“Those who want respect give respect.” – Tony Soprano
At its core, The Sopranos documented one man’s battle against the age-old truth that all ducklings eventually fly the nest. The 86 culture-changing episodes that followed, simply dealt with the repercussions as the pains of their parting came home to roost. As Tony’s high-flying ways were beset by panic attacks, it became clear that no matter how high a duck flies, it must come down for water. The ducks left and the tribulations that followed were mere ripples in the water.
Aside from this potent allegory, the story also soared on the back of some perfectly studied realism. The show’s account of mob life was not some far-fetched facsimile, instead, it seemed to capture the crime dynasty at its very heart and as such made for a far more gripping tale than a lot of its over-egged counterparts.
However, that is not to say that every detail of the show was drenched in reality. In fact, the mob even reached out personally to the late great James Gandolfini to give him a few pointers on how a Don really behaves in it what was no doubt a stirring moment for the actor.
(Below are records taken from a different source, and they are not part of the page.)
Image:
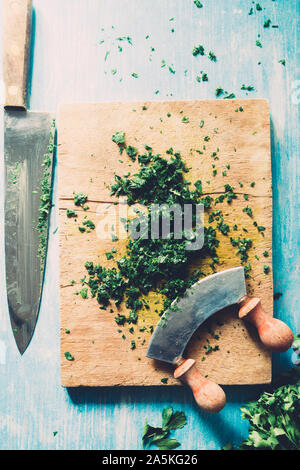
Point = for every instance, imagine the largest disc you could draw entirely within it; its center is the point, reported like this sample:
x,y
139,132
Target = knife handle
x,y
208,395
16,16
274,334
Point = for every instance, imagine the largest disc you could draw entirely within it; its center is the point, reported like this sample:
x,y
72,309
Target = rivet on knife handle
x,y
274,334
16,19
208,395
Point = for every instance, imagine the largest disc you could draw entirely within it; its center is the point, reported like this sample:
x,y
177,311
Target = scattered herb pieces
x,y
198,50
159,436
69,356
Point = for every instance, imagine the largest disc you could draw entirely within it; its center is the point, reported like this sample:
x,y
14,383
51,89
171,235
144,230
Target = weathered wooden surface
x,y
87,162
68,66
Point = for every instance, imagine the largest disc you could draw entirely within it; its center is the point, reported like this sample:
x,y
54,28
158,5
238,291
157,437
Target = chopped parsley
x,y
198,50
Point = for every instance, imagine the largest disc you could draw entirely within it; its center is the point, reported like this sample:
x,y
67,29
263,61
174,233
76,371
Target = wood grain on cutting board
x,y
87,161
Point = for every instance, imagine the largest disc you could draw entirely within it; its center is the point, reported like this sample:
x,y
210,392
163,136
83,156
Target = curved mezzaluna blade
x,y
26,140
202,300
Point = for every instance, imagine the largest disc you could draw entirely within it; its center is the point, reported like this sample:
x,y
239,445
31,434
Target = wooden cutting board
x,y
87,159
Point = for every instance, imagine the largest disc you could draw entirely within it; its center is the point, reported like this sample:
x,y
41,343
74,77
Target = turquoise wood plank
x,y
68,65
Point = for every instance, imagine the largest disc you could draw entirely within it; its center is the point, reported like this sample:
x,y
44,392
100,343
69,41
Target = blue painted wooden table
x,y
69,65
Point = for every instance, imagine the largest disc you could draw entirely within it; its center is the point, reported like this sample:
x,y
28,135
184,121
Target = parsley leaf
x,y
159,436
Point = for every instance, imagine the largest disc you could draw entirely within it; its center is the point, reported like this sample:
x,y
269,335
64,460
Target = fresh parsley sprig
x,y
159,436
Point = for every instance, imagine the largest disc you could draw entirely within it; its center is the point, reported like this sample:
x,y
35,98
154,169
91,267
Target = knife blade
x,y
186,314
26,141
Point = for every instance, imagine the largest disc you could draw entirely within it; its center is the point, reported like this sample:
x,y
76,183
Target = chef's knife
x,y
28,156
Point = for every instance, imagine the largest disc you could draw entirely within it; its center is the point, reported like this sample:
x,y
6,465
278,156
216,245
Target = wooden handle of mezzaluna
x,y
16,16
208,395
274,334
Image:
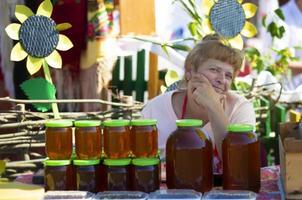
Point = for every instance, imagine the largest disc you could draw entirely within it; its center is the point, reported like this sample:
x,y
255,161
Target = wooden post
x,y
138,17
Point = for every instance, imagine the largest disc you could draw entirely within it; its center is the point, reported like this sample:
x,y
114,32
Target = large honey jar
x,y
241,158
144,138
189,156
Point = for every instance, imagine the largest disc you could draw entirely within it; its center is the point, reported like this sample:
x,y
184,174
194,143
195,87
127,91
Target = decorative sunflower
x,y
38,37
228,19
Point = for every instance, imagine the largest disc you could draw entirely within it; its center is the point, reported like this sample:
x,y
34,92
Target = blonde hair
x,y
213,47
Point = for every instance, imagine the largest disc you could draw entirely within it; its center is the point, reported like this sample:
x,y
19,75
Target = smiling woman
x,y
204,94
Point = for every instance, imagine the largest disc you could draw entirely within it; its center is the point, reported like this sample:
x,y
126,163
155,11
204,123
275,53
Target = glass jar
x,y
58,139
117,172
88,140
241,158
144,138
145,174
58,175
88,176
189,157
116,139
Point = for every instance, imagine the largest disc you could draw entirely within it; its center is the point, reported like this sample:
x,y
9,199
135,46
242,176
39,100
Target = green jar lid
x,y
87,123
58,123
116,123
143,122
188,122
55,163
240,128
117,162
86,162
145,161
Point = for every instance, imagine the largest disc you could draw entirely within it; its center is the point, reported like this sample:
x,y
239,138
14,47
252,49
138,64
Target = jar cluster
x,y
110,155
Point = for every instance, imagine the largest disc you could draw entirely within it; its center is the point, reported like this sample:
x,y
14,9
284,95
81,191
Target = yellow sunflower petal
x,y
163,89
63,26
206,6
23,12
18,53
171,77
249,30
236,42
64,43
45,8
54,59
249,10
206,26
12,31
33,64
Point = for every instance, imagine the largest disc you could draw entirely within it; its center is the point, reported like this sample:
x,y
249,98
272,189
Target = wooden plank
x,y
140,83
137,17
127,83
153,83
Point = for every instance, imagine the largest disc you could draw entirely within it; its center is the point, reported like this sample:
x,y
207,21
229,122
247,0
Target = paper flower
x,y
38,37
228,18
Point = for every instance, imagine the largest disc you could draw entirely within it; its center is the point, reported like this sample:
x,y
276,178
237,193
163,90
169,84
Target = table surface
x,y
270,184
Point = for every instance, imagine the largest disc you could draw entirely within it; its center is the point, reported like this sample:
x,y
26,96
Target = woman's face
x,y
219,74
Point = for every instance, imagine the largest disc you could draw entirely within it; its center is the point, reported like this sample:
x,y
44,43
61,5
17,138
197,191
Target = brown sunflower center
x,y
227,18
38,36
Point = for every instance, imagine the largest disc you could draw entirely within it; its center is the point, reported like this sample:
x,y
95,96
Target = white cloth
x,y
237,108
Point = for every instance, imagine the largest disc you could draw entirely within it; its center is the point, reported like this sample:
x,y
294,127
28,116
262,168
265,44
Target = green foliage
x,y
38,89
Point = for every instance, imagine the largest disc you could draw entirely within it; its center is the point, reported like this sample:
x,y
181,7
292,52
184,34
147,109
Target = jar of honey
x,y
88,140
58,139
145,174
144,138
58,175
116,138
88,176
189,157
117,172
241,158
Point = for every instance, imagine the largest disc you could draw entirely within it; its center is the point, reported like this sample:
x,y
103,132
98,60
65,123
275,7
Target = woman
x,y
204,94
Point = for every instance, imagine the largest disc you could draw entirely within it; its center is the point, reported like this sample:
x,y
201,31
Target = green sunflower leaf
x,y
280,14
39,89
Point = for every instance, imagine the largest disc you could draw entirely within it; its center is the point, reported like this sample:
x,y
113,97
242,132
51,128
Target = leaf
x,y
54,60
192,28
276,31
280,14
249,30
249,10
18,53
39,89
33,64
12,31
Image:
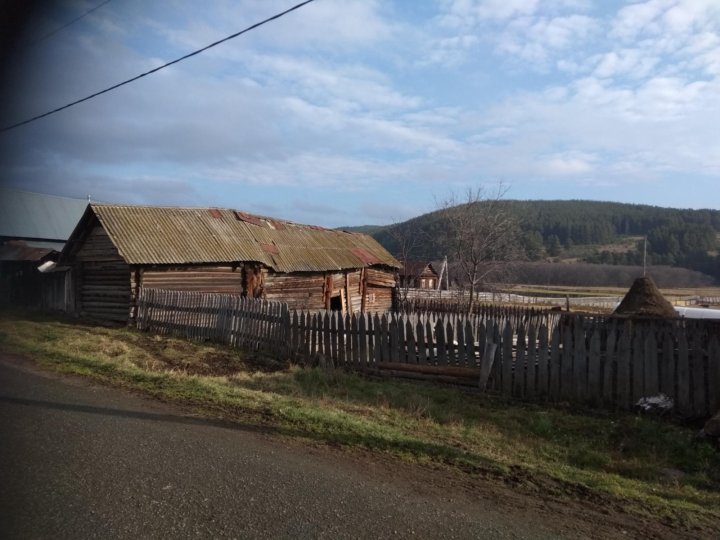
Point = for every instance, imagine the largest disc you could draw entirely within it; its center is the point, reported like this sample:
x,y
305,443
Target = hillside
x,y
586,231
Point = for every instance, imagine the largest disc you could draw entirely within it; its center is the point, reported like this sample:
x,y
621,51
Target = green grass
x,y
644,465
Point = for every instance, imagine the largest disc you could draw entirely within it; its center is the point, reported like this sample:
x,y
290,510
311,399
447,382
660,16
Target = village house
x,y
117,249
33,231
418,275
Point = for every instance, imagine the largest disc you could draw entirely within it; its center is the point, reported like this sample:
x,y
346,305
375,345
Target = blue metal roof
x,y
38,216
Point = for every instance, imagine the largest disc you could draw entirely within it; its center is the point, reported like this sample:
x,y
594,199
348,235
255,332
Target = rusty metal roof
x,y
166,235
19,250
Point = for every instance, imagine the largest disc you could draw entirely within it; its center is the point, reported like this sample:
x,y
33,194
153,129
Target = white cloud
x,y
567,164
536,39
631,63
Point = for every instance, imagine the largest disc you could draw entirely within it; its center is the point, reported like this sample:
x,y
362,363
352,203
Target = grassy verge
x,y
646,466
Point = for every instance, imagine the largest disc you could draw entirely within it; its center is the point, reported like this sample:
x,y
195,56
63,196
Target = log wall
x,y
101,279
299,291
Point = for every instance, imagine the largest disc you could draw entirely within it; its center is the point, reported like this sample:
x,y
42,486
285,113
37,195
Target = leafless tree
x,y
406,237
481,236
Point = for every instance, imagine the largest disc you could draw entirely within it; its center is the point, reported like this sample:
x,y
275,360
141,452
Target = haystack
x,y
644,300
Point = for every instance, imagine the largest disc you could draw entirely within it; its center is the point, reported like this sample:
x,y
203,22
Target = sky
x,y
352,112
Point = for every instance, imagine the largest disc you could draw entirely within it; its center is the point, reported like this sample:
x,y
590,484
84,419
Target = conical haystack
x,y
644,300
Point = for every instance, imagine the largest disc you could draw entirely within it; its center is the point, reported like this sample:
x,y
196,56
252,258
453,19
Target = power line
x,y
63,27
128,81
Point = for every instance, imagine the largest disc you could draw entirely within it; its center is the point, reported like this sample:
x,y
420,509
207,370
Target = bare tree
x,y
406,238
481,237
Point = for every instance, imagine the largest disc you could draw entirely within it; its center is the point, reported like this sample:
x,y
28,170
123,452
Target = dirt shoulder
x,y
518,500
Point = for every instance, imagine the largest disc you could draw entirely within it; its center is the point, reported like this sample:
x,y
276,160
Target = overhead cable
x,y
155,70
64,26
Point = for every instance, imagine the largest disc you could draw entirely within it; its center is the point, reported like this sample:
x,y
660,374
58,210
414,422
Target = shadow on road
x,y
154,417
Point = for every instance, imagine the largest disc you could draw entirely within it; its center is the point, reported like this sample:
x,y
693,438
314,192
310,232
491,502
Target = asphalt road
x,y
84,461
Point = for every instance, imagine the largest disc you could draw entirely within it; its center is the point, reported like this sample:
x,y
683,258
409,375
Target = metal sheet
x,y
164,235
39,216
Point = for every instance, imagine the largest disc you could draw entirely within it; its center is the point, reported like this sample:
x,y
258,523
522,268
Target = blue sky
x,y
351,112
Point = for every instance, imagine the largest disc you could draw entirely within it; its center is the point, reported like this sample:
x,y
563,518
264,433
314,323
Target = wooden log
x,y
440,343
652,375
624,390
595,381
354,341
507,360
683,403
638,366
412,357
567,386
377,339
555,364
531,368
421,343
580,364
341,359
384,339
543,355
609,371
519,372
714,374
327,341
668,374
699,395
452,371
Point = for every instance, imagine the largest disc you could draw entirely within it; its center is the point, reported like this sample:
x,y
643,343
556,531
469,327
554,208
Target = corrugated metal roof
x,y
25,251
165,235
36,215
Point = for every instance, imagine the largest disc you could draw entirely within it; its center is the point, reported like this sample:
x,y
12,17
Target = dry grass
x,y
648,466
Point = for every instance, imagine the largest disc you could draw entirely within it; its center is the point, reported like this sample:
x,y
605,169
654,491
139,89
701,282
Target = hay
x,y
644,300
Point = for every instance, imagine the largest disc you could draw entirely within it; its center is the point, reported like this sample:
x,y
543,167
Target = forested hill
x,y
676,237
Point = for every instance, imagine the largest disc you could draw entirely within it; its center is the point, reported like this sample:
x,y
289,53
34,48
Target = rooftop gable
x,y
171,235
38,216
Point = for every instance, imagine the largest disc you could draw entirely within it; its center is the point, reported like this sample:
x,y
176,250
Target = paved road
x,y
83,461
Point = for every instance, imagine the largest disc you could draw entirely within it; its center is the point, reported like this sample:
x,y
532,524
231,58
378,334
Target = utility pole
x,y
443,270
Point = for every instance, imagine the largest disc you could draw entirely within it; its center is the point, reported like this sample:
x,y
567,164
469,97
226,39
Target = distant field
x,y
543,290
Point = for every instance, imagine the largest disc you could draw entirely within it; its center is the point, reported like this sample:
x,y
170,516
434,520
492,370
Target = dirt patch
x,y
171,354
644,300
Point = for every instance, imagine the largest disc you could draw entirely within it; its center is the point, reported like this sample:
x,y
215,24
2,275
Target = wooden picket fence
x,y
594,361
231,319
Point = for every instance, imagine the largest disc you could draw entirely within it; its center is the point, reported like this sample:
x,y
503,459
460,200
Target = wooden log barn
x,y
418,275
117,249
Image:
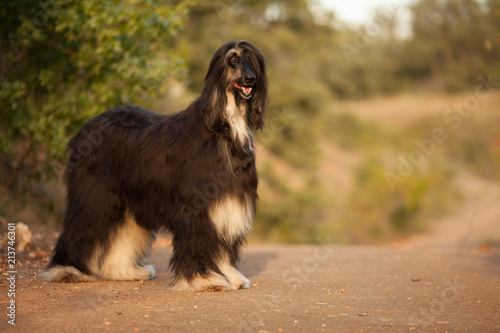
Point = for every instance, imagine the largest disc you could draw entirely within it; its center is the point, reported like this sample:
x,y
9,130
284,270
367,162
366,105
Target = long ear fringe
x,y
214,92
256,114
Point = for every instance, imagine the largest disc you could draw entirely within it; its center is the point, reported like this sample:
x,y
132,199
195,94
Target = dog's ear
x,y
258,103
214,92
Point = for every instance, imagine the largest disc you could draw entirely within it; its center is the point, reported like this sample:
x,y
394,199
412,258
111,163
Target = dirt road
x,y
294,289
443,281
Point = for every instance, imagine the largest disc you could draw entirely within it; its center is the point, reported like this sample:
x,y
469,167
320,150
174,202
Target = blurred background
x,y
383,121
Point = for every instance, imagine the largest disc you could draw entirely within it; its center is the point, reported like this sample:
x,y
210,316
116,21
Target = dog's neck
x,y
236,118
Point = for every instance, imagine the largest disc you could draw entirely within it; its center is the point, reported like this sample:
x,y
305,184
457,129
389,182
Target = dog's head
x,y
237,68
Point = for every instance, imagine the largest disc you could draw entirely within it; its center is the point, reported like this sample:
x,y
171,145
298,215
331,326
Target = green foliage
x,y
66,61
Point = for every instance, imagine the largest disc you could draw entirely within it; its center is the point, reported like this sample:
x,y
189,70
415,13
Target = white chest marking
x,y
236,119
232,218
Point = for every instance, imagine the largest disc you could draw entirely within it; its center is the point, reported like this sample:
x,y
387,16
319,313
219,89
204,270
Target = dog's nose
x,y
249,78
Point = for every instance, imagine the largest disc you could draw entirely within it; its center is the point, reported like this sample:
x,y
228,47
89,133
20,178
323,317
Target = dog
x,y
132,173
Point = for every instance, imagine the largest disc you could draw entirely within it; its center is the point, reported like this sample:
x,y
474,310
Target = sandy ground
x,y
315,288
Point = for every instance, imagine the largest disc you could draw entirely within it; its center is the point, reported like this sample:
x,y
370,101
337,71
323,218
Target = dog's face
x,y
237,68
240,75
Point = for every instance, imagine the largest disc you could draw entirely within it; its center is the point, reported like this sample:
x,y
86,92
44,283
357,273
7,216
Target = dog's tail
x,y
66,274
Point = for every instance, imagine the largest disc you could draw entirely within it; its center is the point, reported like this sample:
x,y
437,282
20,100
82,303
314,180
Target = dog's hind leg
x,y
129,244
93,213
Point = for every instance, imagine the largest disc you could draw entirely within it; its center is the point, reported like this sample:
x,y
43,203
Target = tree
x,y
65,61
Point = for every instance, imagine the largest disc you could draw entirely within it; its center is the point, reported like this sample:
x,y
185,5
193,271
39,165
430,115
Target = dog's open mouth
x,y
245,91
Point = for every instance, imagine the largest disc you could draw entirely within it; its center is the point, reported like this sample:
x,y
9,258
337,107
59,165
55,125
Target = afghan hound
x,y
132,173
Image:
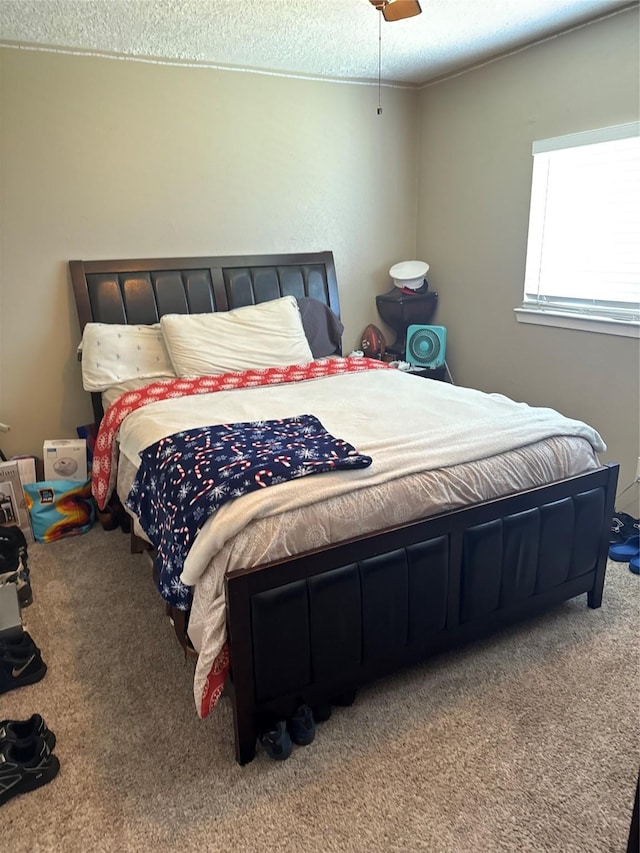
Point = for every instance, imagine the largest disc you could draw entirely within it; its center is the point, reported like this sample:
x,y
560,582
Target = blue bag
x,y
60,508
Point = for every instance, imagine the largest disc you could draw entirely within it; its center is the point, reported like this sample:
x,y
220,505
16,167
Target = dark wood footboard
x,y
308,628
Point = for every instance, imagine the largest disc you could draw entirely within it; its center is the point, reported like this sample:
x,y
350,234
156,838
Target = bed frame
x,y
320,624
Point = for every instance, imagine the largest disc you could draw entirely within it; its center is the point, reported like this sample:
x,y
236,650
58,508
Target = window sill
x,y
601,325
Appearing on the talk show Late Night with Seth Meyers, Michael Imperioli who played Christopher Moltisanti and Steve Schirripa who played Bobby ‘Bacala’ Baccalieri were sharing stories about their late friend and dishing the dirt on the behind-the-scenes antics surrounding the show. At one point, Imperioli recalled the moment that the mob even gave Gandolfini a direct phone call.
Remembering the rousing moment, Imperioli enthusiastically remembered: “Gandolfini got a call in the middle of the night. Anonymous call. He never figured out who it was. He answers the phone, and the guy says, ‘Listen, we like what you’re doing. You’re doing a really good job but know one thing: A never wears shorts.’ Click.” And that was it. The line went dead, and Tony Soprano soon started sporting long trousers thereafter.
Aside from representing a wild moment for Gandolfini, for the crew, it provided a humorous pastiche of the mob watching the show and dissecting the happenings. Somewhere at Mafia HQ, it was comically deemed essential to try and put an end to the Don-smearing short, thus they took direct action.
It almost seems befitting, therefore, that Tony Soprano was also a stickler for sartorial details. Many fans will recall him roaring “Take your hat off” in the nuclear reversal of the Randy Newman song, ‘You Can Leave Your Hat On’, as he demanded that a man removes his baseball cap while dining in a fine establishment. In short, it really is about a code of respect from top to bottom.